Late last month, Bank of America was found guilty of fraud in connection to selling defective mortgages to which the U.S. Department of Justice recommended to the court hearing the case that the bank be fined close to $900 million. This week, Bank of America argued that no penalty should be imposed at all.
The case involved a scandal specifically with Bank of America’s Countrywide Financial group in a scam known as “Hustle,” or “High Speed Swim Lane,” or “HSSL” for short. The scam removed checks for loan quality and employee compensation was based purely on production, regardless of how shoddy the loan was.
Because Bank of America insisted a lack of proof it defrauded customers, the government argued that the bank “frequently defied both the evidence and common sense.”
To which Bank of America responded that “The government’s argument is offensive, suggesting a defendant should be more severely punished when it dares to defend itself against allegations of fraud which it truly believes were baseless — and still does. The penalties in the matter should be zero.”

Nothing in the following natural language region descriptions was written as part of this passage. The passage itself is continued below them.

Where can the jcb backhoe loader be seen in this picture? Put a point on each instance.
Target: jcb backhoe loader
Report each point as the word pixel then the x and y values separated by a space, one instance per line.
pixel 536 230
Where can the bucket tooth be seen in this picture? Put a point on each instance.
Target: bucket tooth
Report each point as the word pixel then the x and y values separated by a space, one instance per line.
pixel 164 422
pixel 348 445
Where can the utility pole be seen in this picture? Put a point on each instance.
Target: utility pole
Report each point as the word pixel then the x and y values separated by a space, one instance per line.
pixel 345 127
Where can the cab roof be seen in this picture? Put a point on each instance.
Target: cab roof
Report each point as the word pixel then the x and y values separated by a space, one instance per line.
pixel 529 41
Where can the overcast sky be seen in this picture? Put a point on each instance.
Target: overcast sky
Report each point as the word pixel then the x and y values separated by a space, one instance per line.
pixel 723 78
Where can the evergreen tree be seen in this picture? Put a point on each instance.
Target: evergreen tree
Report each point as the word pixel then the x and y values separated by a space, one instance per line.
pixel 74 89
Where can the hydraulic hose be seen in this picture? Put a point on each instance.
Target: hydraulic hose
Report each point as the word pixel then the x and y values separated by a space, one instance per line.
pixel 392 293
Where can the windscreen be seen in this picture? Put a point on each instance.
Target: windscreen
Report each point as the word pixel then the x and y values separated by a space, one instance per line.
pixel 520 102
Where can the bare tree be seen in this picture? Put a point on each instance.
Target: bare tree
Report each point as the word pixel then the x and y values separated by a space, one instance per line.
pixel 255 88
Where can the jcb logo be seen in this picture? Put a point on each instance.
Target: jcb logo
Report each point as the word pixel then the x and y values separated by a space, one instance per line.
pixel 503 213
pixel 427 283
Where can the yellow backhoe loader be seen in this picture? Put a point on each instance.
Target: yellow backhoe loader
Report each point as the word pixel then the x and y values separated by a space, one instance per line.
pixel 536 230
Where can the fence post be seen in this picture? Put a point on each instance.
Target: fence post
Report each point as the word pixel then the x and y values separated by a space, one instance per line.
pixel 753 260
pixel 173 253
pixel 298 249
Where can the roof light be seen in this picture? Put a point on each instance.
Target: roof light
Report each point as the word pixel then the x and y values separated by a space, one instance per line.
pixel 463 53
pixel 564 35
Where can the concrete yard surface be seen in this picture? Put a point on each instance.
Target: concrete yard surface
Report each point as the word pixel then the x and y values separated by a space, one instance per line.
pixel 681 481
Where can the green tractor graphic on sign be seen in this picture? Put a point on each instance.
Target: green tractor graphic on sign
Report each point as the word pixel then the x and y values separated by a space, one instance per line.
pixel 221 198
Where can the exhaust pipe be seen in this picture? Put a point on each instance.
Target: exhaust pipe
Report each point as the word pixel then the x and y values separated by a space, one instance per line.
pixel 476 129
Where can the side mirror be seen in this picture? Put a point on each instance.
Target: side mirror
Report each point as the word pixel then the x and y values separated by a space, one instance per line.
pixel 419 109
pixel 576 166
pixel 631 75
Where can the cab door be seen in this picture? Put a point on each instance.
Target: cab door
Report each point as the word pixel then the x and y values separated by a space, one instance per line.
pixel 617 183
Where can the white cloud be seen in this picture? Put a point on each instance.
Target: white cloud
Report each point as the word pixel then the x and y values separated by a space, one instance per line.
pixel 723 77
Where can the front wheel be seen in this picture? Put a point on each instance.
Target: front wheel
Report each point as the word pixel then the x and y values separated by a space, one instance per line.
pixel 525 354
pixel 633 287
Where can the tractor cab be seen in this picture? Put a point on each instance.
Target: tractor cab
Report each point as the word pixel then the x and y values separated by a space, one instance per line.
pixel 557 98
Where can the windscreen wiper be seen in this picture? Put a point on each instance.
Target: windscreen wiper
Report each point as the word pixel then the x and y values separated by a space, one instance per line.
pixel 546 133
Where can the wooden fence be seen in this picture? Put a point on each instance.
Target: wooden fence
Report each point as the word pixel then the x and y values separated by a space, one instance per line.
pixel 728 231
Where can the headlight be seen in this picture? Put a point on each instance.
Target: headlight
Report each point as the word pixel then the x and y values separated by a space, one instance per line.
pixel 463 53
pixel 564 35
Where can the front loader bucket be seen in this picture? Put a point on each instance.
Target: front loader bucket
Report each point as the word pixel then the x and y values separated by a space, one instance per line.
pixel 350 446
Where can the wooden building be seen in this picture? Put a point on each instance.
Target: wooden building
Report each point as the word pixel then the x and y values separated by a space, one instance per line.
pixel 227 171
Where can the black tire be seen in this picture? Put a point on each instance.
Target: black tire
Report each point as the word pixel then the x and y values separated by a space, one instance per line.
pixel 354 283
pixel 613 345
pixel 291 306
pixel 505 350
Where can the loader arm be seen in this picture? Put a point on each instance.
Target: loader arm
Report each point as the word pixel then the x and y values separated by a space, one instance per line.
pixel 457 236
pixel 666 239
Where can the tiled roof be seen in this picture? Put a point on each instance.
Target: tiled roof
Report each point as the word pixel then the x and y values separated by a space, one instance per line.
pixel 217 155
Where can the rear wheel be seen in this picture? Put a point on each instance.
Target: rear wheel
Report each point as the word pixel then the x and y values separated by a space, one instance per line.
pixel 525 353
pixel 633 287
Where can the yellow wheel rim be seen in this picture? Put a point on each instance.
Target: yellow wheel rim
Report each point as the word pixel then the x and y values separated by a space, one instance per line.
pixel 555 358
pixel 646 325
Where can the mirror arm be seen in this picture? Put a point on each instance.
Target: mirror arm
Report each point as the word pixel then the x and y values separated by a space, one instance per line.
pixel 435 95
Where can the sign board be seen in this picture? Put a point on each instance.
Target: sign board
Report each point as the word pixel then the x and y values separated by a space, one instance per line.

The bank believes that the highest it should be fined, if at all, is $1.1 million.
The Financial Institutions Reform, Recovery, and Enforcement Act was created after the savings-and-loans scandal of the 1980s to combat fraud in big banks. This case involving Bank of America was the first to be heard under the act after lying dormant for nearly thirty years.
“Bank of America’s reckless and fraudulent origination and securitization practices in the lead-up to the financial crisis caused significant losses to investors,” said US Attorney Anne M. Tompkins. “Bank of America will have to face the consequences of its actions. We have made a commitment to the American people to hold financial institutions accountable for practices that violated the law and wreaked havoc on the financial system.”